Here is my simple flow
+-----------------+ +---------------+ +-----------------+
| | | | | |
| READ FROM | | MERGE | | PUT HDFS |
| KAFKA | | FILES | | |
| +-----------------------> | +---------------------> | |
| | | | | |
| | | | | |
| | | | | |
+-----------------+ +---------------+ +-----------------+
I have 3 nodes cluster.. When system is running I check "cluster" menu and see only master node is utilizing sources, other cluster nodes seems idle... The question is in such a cluster should I design template according to cluster or nifi should do the load balancing.

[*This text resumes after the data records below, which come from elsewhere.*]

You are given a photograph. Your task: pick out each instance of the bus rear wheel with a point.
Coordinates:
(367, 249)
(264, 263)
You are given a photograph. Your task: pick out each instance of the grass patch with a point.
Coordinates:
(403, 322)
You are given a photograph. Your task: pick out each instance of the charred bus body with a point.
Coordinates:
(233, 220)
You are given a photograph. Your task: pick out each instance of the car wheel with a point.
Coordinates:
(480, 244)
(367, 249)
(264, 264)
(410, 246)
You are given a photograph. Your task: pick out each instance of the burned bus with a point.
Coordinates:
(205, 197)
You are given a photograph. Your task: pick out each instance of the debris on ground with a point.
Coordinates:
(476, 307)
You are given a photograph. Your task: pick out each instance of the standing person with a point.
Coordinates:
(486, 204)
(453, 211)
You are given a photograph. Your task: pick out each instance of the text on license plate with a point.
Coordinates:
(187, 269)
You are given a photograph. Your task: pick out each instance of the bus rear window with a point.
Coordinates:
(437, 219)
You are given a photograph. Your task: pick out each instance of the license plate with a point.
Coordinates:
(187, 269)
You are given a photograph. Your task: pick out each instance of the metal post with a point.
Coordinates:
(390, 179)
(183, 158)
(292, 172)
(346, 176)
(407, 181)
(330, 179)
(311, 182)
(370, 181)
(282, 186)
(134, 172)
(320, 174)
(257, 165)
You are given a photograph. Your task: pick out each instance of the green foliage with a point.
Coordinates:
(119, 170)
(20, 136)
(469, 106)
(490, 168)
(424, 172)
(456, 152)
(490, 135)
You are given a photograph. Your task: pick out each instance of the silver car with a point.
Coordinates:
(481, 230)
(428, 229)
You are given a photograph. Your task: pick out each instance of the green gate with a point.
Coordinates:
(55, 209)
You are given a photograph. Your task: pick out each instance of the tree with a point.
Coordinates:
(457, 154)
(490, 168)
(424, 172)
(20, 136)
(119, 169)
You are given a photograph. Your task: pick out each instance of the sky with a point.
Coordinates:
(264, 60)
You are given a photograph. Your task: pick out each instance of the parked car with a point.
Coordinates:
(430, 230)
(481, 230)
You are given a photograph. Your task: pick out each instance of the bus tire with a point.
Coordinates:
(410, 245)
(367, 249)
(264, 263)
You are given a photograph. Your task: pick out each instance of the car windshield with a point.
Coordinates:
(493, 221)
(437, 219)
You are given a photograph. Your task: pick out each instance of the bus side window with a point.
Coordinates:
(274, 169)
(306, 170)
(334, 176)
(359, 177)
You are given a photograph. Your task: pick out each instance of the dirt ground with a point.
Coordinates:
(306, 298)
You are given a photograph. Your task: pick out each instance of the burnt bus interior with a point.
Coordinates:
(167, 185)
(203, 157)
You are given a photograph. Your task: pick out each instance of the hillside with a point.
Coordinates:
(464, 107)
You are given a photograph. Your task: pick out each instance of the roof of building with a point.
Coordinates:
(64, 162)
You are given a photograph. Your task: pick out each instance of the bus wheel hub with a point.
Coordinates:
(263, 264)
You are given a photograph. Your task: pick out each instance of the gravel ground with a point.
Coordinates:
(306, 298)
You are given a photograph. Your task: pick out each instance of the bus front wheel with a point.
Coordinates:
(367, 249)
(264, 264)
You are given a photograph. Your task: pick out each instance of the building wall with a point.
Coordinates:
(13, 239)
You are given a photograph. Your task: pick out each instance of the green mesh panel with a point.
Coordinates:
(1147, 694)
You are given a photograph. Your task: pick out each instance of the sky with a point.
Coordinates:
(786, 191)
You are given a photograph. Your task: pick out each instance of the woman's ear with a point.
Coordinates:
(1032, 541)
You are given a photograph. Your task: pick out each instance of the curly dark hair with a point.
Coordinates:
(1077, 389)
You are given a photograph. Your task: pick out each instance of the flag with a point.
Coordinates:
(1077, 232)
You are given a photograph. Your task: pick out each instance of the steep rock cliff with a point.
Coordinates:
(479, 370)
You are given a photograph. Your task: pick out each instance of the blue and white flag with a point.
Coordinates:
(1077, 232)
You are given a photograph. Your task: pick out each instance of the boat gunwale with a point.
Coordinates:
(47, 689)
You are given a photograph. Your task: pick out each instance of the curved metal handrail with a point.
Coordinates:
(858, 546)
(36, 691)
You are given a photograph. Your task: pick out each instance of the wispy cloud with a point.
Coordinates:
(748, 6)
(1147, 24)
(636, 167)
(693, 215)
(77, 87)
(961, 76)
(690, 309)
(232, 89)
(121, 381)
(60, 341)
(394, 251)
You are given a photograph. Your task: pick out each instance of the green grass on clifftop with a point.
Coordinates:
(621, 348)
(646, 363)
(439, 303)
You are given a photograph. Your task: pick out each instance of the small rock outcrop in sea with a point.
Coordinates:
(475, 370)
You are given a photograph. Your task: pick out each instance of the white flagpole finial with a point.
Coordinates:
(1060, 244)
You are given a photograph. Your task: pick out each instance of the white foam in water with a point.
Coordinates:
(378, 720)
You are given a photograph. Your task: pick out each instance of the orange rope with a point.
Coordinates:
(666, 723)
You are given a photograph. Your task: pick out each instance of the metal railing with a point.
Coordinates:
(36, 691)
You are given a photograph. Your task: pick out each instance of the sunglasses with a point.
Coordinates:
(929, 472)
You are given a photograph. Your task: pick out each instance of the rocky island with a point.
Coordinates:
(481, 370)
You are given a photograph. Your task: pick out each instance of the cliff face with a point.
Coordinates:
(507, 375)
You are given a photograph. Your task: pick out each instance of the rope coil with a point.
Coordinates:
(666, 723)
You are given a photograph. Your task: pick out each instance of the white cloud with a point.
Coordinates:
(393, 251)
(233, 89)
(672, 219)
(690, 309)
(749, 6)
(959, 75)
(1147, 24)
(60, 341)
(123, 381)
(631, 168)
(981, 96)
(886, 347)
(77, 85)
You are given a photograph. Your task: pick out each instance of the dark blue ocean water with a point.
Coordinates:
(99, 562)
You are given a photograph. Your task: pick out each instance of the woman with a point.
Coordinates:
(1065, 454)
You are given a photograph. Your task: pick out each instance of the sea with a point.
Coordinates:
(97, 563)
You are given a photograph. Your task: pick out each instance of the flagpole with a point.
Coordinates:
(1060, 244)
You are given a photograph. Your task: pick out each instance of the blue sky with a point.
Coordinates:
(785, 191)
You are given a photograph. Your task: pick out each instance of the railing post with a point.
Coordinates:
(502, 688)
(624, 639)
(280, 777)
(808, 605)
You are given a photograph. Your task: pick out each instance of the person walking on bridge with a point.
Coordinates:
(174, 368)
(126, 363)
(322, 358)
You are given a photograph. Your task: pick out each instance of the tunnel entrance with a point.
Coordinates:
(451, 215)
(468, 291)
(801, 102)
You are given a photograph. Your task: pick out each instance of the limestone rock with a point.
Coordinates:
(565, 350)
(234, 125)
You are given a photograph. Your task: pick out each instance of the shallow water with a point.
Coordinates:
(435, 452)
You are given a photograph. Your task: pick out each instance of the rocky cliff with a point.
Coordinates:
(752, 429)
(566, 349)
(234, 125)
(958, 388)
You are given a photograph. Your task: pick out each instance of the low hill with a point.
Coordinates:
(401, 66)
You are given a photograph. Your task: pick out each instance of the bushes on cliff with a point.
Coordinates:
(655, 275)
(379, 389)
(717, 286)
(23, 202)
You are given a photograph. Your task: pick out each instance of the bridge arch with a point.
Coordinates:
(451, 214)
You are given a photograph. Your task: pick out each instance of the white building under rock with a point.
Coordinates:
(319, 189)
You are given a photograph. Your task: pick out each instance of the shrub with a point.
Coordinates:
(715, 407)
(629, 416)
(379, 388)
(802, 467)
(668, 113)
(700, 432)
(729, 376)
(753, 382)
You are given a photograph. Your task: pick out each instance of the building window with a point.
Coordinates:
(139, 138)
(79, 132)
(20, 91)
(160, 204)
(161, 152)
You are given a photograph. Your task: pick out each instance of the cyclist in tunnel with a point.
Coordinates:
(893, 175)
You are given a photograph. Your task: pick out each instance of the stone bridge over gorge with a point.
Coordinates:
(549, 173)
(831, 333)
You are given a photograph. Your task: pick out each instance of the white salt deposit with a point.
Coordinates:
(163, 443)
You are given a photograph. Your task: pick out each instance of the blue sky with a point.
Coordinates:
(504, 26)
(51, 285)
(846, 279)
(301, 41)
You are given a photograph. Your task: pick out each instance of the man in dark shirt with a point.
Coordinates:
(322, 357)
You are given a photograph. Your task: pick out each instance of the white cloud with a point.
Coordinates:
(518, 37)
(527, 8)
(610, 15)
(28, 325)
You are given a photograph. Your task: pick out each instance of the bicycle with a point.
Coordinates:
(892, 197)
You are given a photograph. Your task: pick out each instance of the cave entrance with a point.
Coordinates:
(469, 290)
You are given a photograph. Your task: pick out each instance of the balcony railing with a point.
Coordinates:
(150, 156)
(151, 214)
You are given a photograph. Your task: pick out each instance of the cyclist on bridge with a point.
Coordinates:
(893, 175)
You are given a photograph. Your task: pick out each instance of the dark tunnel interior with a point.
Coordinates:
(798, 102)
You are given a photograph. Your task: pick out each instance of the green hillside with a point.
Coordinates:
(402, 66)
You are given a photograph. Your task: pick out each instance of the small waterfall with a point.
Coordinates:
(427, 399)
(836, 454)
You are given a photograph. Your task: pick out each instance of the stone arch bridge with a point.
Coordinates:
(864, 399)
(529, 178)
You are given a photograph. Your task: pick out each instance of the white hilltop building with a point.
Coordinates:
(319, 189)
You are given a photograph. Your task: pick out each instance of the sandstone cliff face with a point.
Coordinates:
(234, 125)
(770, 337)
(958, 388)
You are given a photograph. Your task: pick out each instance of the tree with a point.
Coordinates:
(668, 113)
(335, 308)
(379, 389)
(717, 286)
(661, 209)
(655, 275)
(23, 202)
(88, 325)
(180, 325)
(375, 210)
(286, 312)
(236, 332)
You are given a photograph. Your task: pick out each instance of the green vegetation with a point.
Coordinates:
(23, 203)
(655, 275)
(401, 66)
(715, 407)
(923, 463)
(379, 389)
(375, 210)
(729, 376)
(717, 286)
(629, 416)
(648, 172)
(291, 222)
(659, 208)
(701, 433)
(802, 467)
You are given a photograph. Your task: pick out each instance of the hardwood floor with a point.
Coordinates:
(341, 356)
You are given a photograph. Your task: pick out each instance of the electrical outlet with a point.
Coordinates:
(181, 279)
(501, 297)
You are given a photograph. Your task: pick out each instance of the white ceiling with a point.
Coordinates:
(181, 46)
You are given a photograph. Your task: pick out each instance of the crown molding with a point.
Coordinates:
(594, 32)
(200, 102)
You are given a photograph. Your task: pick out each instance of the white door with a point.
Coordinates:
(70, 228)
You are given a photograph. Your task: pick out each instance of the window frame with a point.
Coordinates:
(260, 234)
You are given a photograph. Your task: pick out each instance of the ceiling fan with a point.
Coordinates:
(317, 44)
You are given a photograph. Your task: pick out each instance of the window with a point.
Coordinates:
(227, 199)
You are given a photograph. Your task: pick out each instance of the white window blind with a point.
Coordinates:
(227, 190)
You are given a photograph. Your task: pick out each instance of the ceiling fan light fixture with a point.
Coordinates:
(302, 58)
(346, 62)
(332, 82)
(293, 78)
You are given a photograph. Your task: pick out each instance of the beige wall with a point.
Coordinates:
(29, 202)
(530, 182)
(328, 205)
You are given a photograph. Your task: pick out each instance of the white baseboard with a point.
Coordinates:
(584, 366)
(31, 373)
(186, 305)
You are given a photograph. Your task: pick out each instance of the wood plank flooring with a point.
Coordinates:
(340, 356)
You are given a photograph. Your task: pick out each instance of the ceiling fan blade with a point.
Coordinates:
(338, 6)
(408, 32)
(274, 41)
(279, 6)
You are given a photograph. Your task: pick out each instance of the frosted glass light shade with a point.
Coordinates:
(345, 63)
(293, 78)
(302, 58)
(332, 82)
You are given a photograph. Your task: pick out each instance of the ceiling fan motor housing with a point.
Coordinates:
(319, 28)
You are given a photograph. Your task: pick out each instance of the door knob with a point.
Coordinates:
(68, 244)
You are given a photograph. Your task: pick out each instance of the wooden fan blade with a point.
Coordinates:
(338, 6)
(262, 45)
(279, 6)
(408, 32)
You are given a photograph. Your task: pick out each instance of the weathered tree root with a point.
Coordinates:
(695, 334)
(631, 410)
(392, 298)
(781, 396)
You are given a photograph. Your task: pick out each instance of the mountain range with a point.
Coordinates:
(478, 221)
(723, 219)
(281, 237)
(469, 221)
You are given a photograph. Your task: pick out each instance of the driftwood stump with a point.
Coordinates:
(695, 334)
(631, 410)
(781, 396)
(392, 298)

I saw one of my colleagues created remote processors for each node on cluster and put a load balancer in front of these within template, is it required? (like below)
+------------------+
| | +-------------+
| REMOTE PROCESS | | input port |
+----> | GROUP FOR | | (rpg) |
| | NODE 1 | +-------------+
| | | |
| | | |
| +------------------+ v
+-----------------+ +-----------------+ RPG
| | | | | +--------------+
| READ FROM | | | | | |
| KAFKA | | LOAD BALANCER | | +------------------+ | MERGE FILES |
| +-------------> | +-------------> | | | |
| | | | | | REMOTE PROCESS | | |
| | | | | | GROUP FOR | | |
| | | | | | NODE 2 | | |
+-----------------+ +-----------------+ RPG | | +--------------+
| +------------------+ |
| |
| v
|
| +-------------------+ +---------------+
| | | | |
| | REMOTE PROCESS | | PUT HDFS |
+-----> | GROUP FOR | | |
| NODE 3 | | |
| | | |
| | | |
+-------------------+ +---------------+
And what is the use-case for load-balancer except remote clusters, can I use load-balancer to split traffic into several processors to speedup the operation?